Consider an AWS organization with 50+ accounts. Each account has a role created that allows read-only access to the EC2 service - named "EC2ReadAccess" - and a trust relationship with the master(/management) account. A single IAM user in the master account has a policy applied to allow it to assume the role in every single account.
I would like to be able to iterate through all the accounts in order to retrieve all the EC2 instances, using the unique IAM user. I know that running a CLI command against all the accounts at once is out of the question. Leaving aside cycling through the regions in each account, which has been discussed extensively, is there an elegant solution for doing this?

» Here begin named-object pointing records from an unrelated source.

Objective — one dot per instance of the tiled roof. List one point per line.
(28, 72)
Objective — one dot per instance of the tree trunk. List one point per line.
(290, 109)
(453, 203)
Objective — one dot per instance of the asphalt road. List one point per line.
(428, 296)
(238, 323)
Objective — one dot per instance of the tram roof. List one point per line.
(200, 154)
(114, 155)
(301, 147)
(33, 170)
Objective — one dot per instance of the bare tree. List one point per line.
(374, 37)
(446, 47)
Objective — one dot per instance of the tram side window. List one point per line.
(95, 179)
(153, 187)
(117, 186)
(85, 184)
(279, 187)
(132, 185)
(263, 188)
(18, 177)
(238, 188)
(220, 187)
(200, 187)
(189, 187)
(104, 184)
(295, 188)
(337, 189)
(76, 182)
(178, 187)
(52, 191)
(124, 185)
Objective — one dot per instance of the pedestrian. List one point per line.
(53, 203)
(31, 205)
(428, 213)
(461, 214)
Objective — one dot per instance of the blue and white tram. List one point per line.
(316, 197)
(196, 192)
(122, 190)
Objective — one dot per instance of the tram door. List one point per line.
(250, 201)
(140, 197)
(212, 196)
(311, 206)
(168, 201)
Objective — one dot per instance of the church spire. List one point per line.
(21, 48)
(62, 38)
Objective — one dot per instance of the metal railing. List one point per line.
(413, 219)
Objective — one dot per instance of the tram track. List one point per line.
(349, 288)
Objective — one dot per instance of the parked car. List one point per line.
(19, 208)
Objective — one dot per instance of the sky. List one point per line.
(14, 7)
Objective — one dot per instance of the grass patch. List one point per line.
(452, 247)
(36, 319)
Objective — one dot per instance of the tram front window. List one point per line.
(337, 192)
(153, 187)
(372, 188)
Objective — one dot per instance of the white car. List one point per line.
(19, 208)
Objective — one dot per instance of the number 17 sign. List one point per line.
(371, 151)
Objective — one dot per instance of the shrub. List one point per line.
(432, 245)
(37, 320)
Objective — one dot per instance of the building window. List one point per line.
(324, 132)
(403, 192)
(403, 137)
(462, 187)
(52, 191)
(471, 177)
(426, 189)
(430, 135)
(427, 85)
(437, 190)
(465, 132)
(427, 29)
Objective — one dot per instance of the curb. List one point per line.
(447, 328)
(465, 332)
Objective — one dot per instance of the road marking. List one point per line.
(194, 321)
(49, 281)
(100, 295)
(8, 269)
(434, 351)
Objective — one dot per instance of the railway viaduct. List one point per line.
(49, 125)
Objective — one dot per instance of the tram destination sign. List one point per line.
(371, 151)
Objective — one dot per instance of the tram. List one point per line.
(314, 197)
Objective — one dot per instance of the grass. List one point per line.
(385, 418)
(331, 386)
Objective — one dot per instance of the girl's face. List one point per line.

One hack that comes to mind is to programmatically build the credentials
file so that it contains a profile for each account. Each profile, in turn, will be "linked" to the profile of the IAM user (as described here), and have the account id within the role updated for each entry. An example below:
[user1]
aws_access_key_id=<key_id>
aws_secret_access_key=<secret_key>
[marketing]
role_arn = arn:aws:iam::123456789012:role/EC2ReadAccess
source_profile = user1
[dev]
role_arn = arn:aws:iam::234567890123:role/EC2ReadAccess
source_profile = user1
...
[prod]
role_arn = arn:aws:iam::345678901234:role/EC2ReadAccess
source_profile = user1
Running the CLI command - in this case aws ec2 describe-instances
- can be accompanied by the --profile
parameter in order to cycle through all the profiles present in the credentials
file. The region can be cycled through within another loop. So a list of commands to be issued, generated programmatically beforehand, could look something like:
aws ec2 describe-instances --profile marketing --region us-east-1
aws ec2 describe-instances --profile marketing --region us-east-2
...
aws ec2 describe-instances --profile marketing --region sa-east-1
aws ec2 describe-instances --profile dev --region us-east-1
aws ec2 describe-instances --profile dev --region us-east-2
...
aws ec2 describe-instances --profile dev --region sa-east-1
...
aws ec2 describe-instances --profile prod --region us-east-1
aws ec2 describe-instances --profile prod --region us-east-2
...
aws ec2 describe-instances --profile prod --region sa-east-1
Is there a better way of doing this? Am I missing something obvious here?